EFFECTS OF ELEVATED-TEMPERATURE ON GROWTH, GAMETOGENESIS, PHYSIOLOGY, AND BIOCHEMICAL-COMPOSITION IN DIPLOID AND TRIPLOID PACIFIC OYSTERS, CRASSOSTREA-GIGAS THUNBERG

Growth, gametogenesis, physiology, and biochemical composition of 1-yr-old diploid and triploid Pacific oysters, Crassostrea gigas Thunberg, were simultaneously examined at ambient (8-15-degrees-C) and at elevated (30-degrees-C) temperatures. Triploid oysters grew significantly faster (P less-than-or-equal-to 0.01) and exhibited a significantly higher (P < 0.0001) condition index than diploid oysters at the elevated temperature. No significant differences were found between diploid and triploid oysters in rates of oxygen consumption and ammonia excretion at either temperature. Biochemical composition (total protein, carbohydrate, lipid and ash) was similar for both groups at ambient temperature. At elevated temperature, however, triploid oysters had significantly higher levels of carbohydrate (P less-than-or-equal-to 0.016) and protein (P less-than-or-equal-to 0.003) than diploid oysters.

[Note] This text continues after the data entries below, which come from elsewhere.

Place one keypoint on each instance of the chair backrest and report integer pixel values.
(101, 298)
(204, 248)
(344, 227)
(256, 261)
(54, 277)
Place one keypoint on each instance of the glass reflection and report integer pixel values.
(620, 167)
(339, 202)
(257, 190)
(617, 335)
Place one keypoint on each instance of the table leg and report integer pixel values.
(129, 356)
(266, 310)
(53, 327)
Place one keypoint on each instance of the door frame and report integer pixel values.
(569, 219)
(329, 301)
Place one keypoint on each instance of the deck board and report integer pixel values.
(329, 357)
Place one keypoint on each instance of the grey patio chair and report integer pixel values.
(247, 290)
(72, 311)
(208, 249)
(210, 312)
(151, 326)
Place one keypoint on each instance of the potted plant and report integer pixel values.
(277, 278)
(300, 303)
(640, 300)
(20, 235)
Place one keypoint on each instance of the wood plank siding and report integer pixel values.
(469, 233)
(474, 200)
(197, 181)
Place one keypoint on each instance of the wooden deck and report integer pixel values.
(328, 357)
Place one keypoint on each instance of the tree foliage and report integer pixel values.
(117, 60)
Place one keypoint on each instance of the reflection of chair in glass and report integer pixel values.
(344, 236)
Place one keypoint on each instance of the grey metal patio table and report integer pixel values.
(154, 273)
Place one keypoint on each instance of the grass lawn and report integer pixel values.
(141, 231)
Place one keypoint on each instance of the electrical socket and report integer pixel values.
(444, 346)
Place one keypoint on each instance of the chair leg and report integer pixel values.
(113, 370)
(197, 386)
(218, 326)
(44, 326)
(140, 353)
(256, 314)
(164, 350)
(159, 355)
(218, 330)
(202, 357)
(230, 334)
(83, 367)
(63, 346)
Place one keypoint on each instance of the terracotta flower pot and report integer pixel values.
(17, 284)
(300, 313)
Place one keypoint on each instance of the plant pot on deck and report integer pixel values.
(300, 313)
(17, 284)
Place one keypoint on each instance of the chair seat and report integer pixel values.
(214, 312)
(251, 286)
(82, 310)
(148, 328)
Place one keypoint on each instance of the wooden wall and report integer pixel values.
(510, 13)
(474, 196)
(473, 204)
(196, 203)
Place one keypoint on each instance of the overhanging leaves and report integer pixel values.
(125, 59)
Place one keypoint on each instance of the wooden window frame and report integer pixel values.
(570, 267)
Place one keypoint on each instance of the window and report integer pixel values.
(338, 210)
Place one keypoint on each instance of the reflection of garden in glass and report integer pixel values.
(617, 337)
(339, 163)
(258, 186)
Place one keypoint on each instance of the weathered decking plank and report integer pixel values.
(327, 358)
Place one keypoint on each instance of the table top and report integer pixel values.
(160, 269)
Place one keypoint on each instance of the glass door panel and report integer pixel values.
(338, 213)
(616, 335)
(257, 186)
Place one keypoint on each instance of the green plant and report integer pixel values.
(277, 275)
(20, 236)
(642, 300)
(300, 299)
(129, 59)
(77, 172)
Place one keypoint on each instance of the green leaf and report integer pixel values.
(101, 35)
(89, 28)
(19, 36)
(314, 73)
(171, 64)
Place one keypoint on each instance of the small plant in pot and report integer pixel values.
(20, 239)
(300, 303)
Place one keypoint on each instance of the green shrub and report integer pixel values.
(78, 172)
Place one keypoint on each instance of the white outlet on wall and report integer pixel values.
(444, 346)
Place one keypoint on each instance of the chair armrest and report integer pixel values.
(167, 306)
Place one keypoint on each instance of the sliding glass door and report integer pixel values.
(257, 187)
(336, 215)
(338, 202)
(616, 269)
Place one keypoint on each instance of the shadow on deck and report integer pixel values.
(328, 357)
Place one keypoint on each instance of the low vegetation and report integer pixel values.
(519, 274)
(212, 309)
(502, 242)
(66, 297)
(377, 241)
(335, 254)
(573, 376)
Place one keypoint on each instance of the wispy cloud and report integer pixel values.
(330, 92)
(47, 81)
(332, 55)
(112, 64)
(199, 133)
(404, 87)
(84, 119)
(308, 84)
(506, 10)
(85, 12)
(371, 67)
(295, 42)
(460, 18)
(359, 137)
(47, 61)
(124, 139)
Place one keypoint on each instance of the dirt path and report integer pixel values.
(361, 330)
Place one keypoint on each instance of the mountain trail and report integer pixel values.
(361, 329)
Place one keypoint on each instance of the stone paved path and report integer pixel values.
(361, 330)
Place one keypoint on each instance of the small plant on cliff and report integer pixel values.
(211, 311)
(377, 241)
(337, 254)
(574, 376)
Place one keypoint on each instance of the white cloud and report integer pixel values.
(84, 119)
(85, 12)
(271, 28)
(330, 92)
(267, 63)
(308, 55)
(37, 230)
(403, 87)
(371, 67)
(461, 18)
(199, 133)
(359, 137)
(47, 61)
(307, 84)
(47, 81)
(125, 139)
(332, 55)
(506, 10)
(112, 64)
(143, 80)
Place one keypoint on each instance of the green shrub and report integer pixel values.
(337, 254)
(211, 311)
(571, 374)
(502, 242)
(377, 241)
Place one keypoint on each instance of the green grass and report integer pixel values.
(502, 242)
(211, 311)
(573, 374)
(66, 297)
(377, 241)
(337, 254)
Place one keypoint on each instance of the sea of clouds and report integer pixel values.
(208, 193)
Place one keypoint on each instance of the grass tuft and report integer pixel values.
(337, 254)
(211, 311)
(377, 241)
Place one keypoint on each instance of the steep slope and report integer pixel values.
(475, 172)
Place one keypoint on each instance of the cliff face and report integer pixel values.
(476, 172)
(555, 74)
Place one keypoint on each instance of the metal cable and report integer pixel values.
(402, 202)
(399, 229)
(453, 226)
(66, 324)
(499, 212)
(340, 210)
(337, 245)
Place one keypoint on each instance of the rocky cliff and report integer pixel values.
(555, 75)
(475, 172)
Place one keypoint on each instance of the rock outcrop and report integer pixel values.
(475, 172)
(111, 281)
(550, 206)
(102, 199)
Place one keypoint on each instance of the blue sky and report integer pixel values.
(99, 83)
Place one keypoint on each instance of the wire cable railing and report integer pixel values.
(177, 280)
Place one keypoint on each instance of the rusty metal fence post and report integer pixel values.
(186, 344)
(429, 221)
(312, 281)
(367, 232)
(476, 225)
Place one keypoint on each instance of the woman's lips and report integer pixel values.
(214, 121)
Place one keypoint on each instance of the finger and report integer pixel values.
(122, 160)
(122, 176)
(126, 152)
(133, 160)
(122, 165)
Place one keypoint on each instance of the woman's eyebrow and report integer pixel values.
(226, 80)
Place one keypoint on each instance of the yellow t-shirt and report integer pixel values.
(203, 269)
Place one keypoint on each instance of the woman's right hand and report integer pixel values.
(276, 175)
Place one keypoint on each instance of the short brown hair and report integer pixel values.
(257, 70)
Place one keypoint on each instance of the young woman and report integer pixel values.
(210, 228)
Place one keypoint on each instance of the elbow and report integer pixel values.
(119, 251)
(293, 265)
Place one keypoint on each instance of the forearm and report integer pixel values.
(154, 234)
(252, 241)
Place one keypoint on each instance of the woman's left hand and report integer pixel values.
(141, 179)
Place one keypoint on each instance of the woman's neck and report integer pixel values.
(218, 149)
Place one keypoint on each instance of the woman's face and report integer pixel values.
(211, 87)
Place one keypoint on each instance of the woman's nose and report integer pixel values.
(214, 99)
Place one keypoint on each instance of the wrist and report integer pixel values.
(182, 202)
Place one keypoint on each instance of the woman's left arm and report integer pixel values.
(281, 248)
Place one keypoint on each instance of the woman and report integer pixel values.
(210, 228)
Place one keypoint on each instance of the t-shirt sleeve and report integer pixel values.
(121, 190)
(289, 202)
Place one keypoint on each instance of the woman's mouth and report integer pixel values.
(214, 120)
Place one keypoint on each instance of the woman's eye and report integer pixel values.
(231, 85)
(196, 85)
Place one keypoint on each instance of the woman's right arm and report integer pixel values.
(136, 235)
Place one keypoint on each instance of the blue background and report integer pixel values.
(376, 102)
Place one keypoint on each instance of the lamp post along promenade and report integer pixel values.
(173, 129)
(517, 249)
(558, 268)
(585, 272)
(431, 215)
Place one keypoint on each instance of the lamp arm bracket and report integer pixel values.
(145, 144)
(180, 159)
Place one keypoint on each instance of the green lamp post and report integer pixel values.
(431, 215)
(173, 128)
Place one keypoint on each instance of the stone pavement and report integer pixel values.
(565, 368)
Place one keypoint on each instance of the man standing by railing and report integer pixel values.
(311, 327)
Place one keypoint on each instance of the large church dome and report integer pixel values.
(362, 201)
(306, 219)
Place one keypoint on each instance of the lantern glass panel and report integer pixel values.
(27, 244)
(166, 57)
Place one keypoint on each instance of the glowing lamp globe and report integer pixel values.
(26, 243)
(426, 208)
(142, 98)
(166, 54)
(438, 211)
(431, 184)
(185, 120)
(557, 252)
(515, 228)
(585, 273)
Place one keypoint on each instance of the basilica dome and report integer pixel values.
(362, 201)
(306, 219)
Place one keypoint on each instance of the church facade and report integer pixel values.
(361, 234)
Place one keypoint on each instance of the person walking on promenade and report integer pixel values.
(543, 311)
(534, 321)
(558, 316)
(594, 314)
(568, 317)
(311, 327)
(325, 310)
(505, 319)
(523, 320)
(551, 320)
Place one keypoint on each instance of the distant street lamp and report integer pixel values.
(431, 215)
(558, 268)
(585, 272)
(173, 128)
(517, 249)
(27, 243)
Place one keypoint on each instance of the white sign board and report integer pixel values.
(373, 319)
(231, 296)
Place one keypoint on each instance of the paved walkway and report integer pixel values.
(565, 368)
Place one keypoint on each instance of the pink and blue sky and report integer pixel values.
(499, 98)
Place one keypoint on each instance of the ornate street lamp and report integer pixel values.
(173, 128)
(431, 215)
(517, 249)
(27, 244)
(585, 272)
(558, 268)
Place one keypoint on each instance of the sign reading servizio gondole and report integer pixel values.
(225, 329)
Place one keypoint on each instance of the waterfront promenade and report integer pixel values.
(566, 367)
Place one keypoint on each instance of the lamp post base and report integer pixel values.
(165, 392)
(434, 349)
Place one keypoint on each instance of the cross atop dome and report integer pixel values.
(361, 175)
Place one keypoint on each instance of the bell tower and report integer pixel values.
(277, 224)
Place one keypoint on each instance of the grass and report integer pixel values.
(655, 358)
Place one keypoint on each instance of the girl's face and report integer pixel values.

Both diploid and triploid oysters developed gametes at ambient temperature, but gonadal development in triploid individuals was 60-80% lower than in diploid individuals. At elevated temperature, 92% of the diploids were found to be ripe, compared to 0% of the triploids. The greater dry tissue weight, condition index, and protein and carbohydrate levels of triploid oysters at 30-degrees-C may be attributable to their decreased reproductive effort compared to diploids, thereby giving triploid oysters an energetic advantage at stressful temperatures.